Yeah, it definitely sounds like you have one like the one I have. What tipped me off was the "I felt sorry for her" that you said. Co-dependent people like my boss are masters at bullying. First they bully you, abuse you with passive aggressiveness, and are generally rotten. Then when they have you crushed, they swoop in and act so nice (rescuer). Then after rescuing you, they start to feel sorry for themselves and act like a victim, making you feel sorry for them. It's all a game. 

Google co-dependent triangles or drama triangles to see if she falls into that. Because I was raised in a co-dependent home, and then was in a co-dependent marriage, I got sucked into her game easily.

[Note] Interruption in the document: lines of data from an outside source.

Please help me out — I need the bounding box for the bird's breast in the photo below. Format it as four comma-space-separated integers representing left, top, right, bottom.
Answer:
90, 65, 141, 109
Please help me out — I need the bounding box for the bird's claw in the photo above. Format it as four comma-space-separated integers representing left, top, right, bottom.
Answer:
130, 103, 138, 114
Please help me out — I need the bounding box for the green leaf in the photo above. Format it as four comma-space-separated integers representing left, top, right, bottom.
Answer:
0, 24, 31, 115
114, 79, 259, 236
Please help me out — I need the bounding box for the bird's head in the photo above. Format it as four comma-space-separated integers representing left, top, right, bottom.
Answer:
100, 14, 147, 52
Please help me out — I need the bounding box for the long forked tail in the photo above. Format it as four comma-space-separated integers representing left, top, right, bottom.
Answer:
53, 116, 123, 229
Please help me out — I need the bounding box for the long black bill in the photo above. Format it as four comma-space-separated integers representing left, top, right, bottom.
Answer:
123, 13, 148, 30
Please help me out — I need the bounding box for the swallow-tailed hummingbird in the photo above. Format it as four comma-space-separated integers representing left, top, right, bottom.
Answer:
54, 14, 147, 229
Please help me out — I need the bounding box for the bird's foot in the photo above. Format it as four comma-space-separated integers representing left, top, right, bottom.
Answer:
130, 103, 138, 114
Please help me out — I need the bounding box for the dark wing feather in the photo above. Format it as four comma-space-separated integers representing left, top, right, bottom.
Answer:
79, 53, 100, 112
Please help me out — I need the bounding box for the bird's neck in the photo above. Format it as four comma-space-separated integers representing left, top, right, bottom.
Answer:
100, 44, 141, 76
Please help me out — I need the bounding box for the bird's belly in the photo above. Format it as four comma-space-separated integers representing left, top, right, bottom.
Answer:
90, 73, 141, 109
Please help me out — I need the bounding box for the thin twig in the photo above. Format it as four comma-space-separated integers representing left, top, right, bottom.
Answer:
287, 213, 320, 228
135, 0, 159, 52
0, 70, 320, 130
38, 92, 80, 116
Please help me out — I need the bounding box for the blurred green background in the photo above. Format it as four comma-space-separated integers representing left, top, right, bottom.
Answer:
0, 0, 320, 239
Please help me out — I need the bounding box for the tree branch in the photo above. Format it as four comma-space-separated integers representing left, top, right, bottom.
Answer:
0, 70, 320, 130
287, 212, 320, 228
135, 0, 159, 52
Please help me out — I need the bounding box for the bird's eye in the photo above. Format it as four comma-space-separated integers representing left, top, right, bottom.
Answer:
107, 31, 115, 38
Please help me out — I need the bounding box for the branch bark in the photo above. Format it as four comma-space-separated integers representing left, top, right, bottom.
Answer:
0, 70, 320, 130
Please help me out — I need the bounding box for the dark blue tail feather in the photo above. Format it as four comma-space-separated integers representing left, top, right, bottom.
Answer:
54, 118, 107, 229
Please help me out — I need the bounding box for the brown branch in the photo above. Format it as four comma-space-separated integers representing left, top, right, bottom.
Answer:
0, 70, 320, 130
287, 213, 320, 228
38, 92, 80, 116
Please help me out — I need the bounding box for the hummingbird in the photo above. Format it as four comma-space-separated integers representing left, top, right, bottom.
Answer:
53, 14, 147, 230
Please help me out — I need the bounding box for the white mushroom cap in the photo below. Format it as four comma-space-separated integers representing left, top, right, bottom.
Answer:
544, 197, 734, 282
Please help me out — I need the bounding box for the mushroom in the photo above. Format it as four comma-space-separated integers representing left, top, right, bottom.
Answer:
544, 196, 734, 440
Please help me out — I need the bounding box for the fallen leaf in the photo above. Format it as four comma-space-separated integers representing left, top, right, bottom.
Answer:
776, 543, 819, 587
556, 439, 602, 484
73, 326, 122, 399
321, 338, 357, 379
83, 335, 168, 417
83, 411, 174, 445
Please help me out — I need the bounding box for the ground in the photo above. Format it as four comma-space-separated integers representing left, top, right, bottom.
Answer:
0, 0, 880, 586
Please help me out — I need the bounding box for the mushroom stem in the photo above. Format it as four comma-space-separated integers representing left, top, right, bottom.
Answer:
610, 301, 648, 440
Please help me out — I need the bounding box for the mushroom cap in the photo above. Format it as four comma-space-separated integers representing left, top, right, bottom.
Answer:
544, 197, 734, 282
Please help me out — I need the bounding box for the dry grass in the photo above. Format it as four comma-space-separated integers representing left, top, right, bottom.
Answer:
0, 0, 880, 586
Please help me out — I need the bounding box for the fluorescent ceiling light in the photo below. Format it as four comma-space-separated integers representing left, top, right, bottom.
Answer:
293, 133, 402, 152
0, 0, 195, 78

When I went to HR I admitted that I allowed that [BEEP] to happen for 5 years, but I wasn't going to put up with it anymore. 

You have rights as a worker. Since I reported my boss, she has been made to go seminars on how to be a nicer person. 

But the difference is that your boss seems to be able to manipulate her higher ups, while my higher ups don't really like my boss. But they have been working with her, which is good. In your case, I don't see much hope if she is pulling the wool over her supervisors eyes. 

I have a friend who had the same situation and she ended up quitting. Sometimes that's the best thing if work stresses you out so much that you hate being there. But in today's economy you need to get another job before quitting one. I secured another job (it paid a little less), but I set it up before going to HR, just in case the complaint didn't go well. I ended up staying where I am because I was promised protection and I really didn't want to take a pay cut at the other place. 

And yeah, I have friendships at work too. But I don't have friendships with my bosses. Boundaries get muddy when someone has superiority over you and friendships are supposed to be on equal ground. That's why I never had friendships with the clients I used to counsel and why I only stick to people on my level.

----------